Set the “Release base path” to the folder that Bearcat should scan. Bearcat scans the direct subfolders of this path. It does not recursively walk through deeper folder structures for matching releases.

The “Folder name pattern” is optional. Leave it empty if every direct subfolder should become a release. If you only want matching folders, use simple wildcards like *1080p*, Series.*.S01* or *.GERMAN.*. Regular expressions are not supported. Matching is case-insensitive.

Select the release template and leave “Enabled” checked if the automation should start immediately. You can disable and re-enable automations later from the action menu in the automations list.

The folder automation background task runs about every two minutes.

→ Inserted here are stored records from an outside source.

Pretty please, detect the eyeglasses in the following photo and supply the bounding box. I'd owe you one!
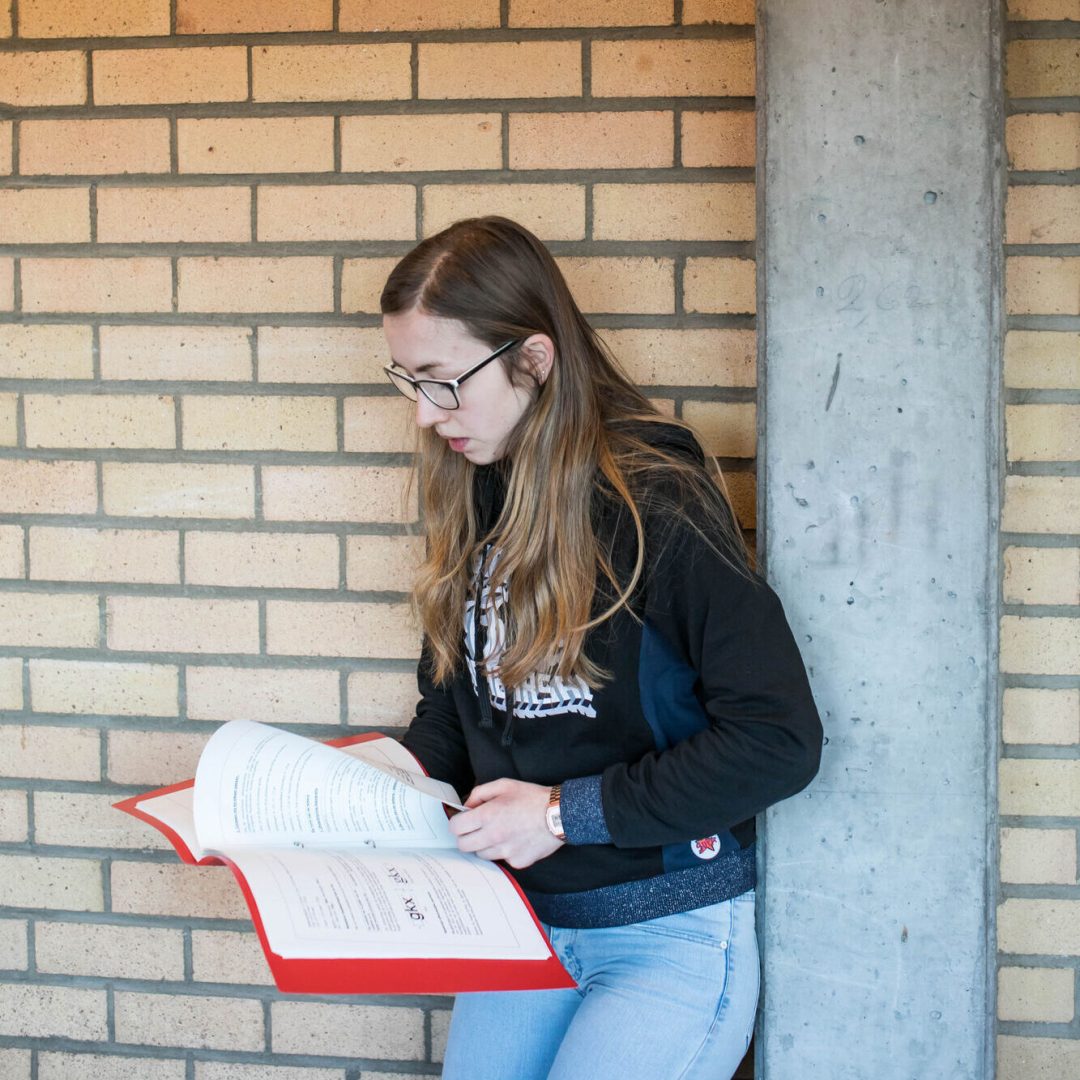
[383,338,525,410]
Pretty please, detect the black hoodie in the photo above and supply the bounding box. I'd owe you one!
[404,424,822,927]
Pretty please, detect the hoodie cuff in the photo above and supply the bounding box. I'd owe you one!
[558,775,611,845]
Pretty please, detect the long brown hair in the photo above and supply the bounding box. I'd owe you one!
[381,217,746,688]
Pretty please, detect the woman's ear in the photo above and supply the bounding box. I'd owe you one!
[522,334,555,384]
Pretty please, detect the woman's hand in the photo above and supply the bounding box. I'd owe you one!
[450,779,563,869]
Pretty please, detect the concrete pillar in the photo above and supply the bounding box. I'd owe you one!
[757,0,1001,1080]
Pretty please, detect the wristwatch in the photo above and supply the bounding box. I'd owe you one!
[544,784,566,843]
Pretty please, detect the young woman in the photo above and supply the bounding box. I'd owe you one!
[382,217,821,1080]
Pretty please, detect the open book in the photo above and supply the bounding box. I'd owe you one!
[117,720,575,994]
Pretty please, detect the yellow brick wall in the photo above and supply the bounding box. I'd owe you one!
[0,0,760,1080]
[998,0,1080,1080]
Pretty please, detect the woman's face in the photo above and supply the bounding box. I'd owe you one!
[382,308,537,465]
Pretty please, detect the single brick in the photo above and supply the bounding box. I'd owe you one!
[1003,548,1080,604]
[1001,828,1077,885]
[35,920,184,980]
[0,188,90,244]
[184,531,338,589]
[38,1052,187,1080]
[0,460,97,514]
[510,112,675,168]
[114,990,265,1051]
[349,672,416,730]
[1001,616,1080,675]
[431,1009,450,1062]
[98,324,252,381]
[0,919,29,967]
[186,666,341,724]
[0,854,104,907]
[419,41,595,100]
[423,184,585,240]
[1005,112,1080,172]
[0,724,102,780]
[94,45,247,105]
[338,0,499,33]
[998,968,1076,1024]
[0,1054,27,1080]
[591,38,754,97]
[108,731,210,784]
[1001,476,1080,532]
[1005,38,1080,97]
[258,184,416,244]
[556,255,675,315]
[270,1001,424,1062]
[0,50,86,109]
[191,930,274,989]
[1005,0,1080,21]
[177,255,334,313]
[683,258,757,314]
[683,0,754,26]
[1002,687,1080,745]
[194,1062,341,1080]
[18,0,168,38]
[1005,184,1080,244]
[998,898,1080,956]
[0,323,94,379]
[23,257,173,313]
[97,187,252,244]
[509,0,673,27]
[267,600,420,660]
[0,788,30,842]
[1005,330,1080,390]
[183,394,337,451]
[106,596,259,652]
[30,659,178,716]
[18,117,168,174]
[0,592,98,649]
[252,41,413,102]
[0,393,18,446]
[341,112,501,173]
[112,859,248,919]
[593,184,751,244]
[345,396,416,454]
[683,402,757,458]
[1005,255,1080,315]
[0,657,23,710]
[346,534,423,592]
[998,757,1080,812]
[0,525,26,578]
[102,461,255,517]
[0,983,109,1041]
[262,465,417,523]
[23,394,176,449]
[176,117,334,174]
[341,258,397,315]
[259,324,384,384]
[1005,405,1080,461]
[176,0,334,33]
[600,329,756,387]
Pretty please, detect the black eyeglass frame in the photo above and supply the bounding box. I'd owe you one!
[382,338,525,413]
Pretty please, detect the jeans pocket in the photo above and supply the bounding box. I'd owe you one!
[637,900,733,949]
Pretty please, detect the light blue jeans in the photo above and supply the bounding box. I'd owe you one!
[443,890,759,1080]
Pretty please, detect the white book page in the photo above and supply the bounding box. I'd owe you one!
[194,720,455,855]
[130,787,206,860]
[226,848,551,960]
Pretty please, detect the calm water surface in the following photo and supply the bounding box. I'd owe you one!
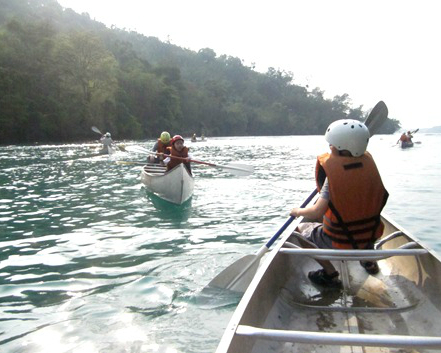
[0,134,441,353]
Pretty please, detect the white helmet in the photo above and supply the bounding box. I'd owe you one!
[325,119,370,157]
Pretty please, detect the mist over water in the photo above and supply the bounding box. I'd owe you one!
[0,134,441,353]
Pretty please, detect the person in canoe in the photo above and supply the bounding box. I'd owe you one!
[148,131,171,165]
[397,131,413,143]
[406,131,413,143]
[164,135,192,174]
[290,120,389,287]
[100,132,113,154]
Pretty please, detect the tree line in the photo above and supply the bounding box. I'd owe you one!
[0,0,400,144]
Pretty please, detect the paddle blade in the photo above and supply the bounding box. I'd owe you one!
[92,126,102,135]
[364,101,389,137]
[208,255,260,292]
[125,145,150,154]
[221,163,254,176]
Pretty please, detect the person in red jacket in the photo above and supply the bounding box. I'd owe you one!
[290,120,389,287]
[148,131,171,164]
[164,135,191,174]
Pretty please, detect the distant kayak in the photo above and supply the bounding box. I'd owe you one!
[400,141,413,148]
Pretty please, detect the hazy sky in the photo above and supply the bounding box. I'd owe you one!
[58,0,441,129]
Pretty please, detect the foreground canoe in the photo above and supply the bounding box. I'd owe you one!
[141,163,194,205]
[216,216,441,353]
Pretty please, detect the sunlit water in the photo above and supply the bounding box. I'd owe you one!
[0,134,441,353]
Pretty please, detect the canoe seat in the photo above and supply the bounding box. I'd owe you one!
[236,325,441,349]
[279,242,428,261]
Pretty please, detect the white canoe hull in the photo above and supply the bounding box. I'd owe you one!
[141,163,194,205]
[216,212,441,353]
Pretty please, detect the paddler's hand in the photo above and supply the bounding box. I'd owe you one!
[289,208,301,217]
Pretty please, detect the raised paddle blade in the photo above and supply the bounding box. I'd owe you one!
[92,126,102,135]
[364,101,389,137]
[208,255,260,292]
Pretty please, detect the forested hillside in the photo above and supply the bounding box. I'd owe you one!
[0,0,399,144]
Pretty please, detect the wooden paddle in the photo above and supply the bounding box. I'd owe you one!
[126,146,254,176]
[208,101,388,292]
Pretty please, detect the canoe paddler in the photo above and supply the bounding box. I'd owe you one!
[164,135,192,174]
[290,119,389,287]
[100,132,113,154]
[148,131,171,165]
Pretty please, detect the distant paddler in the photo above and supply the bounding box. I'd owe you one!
[148,131,171,165]
[164,135,192,174]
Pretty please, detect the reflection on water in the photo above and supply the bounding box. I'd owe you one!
[0,134,441,353]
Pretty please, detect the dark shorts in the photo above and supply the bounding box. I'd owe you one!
[297,222,374,249]
[298,223,333,249]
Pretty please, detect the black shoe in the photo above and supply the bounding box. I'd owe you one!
[308,269,342,288]
[360,261,380,275]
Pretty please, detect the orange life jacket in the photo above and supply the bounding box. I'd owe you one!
[400,134,409,142]
[167,145,188,170]
[316,152,389,249]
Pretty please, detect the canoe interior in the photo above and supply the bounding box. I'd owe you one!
[217,214,441,353]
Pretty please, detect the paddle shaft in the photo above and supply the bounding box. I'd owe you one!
[265,189,318,249]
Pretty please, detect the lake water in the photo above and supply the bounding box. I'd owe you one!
[0,134,441,353]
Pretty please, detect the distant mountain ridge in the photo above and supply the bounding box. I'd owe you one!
[0,0,399,143]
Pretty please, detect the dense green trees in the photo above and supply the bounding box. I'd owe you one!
[0,0,399,143]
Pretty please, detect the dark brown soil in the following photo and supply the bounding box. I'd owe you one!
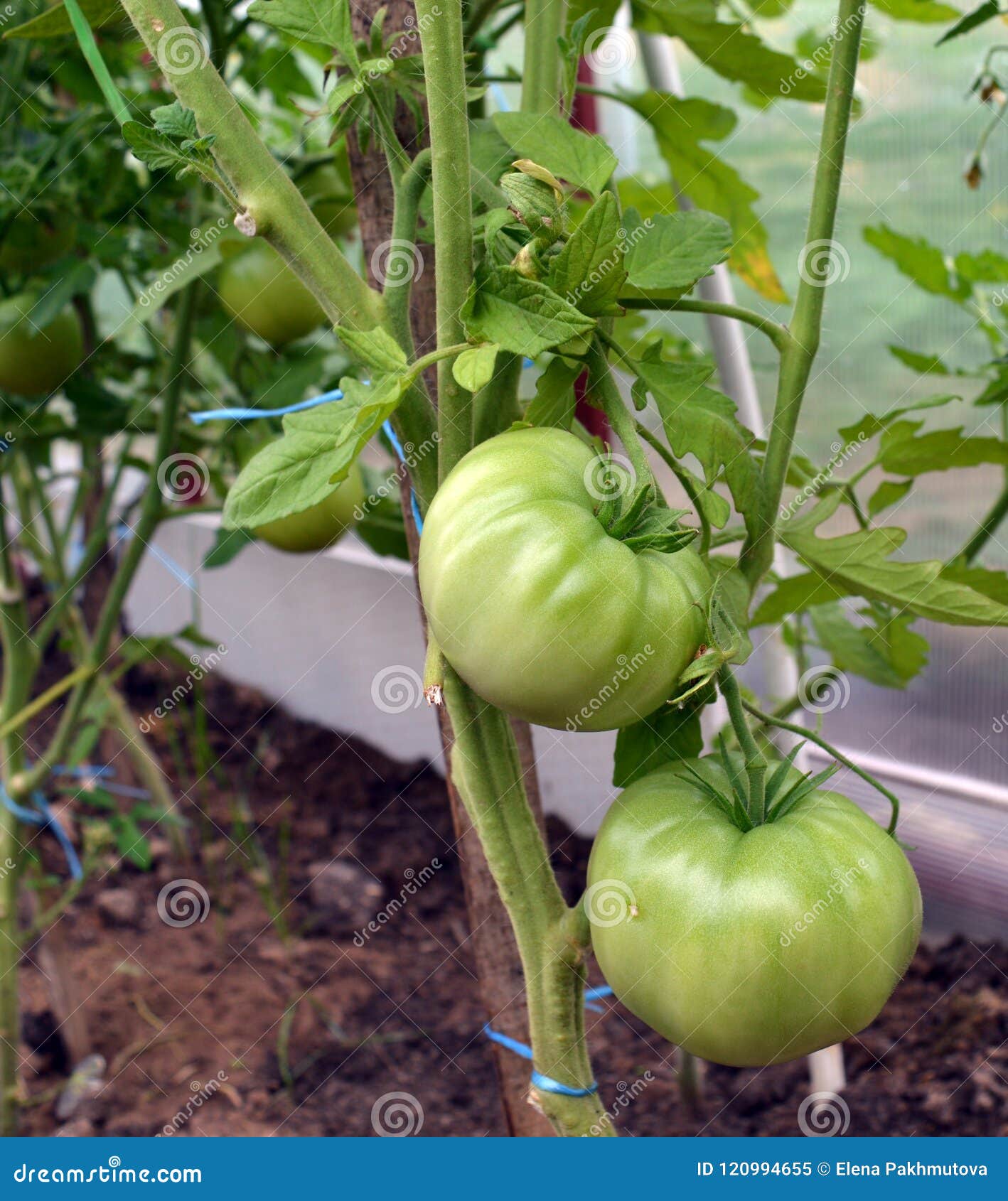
[14,674,1008,1137]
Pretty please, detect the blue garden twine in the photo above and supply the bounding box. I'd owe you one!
[483,985,613,1097]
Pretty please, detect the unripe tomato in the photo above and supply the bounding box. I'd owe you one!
[584,758,921,1067]
[0,212,77,275]
[254,463,365,555]
[218,242,326,347]
[419,429,710,731]
[0,292,84,397]
[298,165,357,239]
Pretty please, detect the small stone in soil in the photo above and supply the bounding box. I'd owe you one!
[308,858,385,935]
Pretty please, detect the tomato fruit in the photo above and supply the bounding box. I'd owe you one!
[585,758,921,1067]
[254,463,365,555]
[419,429,710,731]
[218,242,326,347]
[0,212,77,275]
[298,165,357,240]
[0,292,84,397]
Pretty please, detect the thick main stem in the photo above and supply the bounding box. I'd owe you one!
[741,0,865,588]
[417,0,472,479]
[444,668,614,1136]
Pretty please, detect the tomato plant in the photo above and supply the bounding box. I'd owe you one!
[254,463,365,555]
[585,757,921,1067]
[419,429,710,731]
[218,242,326,347]
[0,293,84,397]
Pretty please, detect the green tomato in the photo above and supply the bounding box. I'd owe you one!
[419,429,710,731]
[218,242,326,347]
[298,166,357,239]
[0,212,77,275]
[254,463,365,555]
[0,292,84,397]
[584,758,921,1067]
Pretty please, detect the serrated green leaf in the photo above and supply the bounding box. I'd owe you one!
[626,209,731,291]
[493,113,618,195]
[463,266,595,358]
[451,343,500,392]
[223,376,409,529]
[547,192,626,317]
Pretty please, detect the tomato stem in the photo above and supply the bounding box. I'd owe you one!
[717,667,766,825]
[740,698,900,837]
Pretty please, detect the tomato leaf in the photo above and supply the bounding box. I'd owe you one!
[451,343,500,392]
[463,266,595,358]
[493,113,618,195]
[626,209,731,291]
[633,359,763,545]
[223,375,409,529]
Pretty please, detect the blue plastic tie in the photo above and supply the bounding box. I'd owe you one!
[483,1025,599,1097]
[0,785,84,880]
[188,388,343,425]
[382,421,423,533]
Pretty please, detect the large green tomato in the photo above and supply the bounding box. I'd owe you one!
[254,463,365,555]
[218,242,326,347]
[0,293,84,397]
[0,212,77,275]
[585,759,921,1067]
[419,429,710,731]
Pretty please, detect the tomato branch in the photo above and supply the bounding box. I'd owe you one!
[741,0,865,588]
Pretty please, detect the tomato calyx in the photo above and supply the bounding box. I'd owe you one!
[682,735,840,834]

For every matching direct subfolder, Bearcat checks whether a release with the same folder path already exists. If not, it creates a new release from the selected template, tries to fetch release information from the active NFO databases and adds a notification. The normal archive and upload background tasks then continue with archive creation, upload, online-state checks and link crypter container creation.

As an example, if your release directory contains:

/data/releases/incoming/
  Movie.One.2026.1080p/
  Movie.Two.2026.2160p/
  Some.Other.Folder/

and the automation uses /data/releases/incoming as base path with the pattern *1080p*, only Movie.One.2026.1080p will be picked up. If the pattern is empty, all three direct folders are candidates.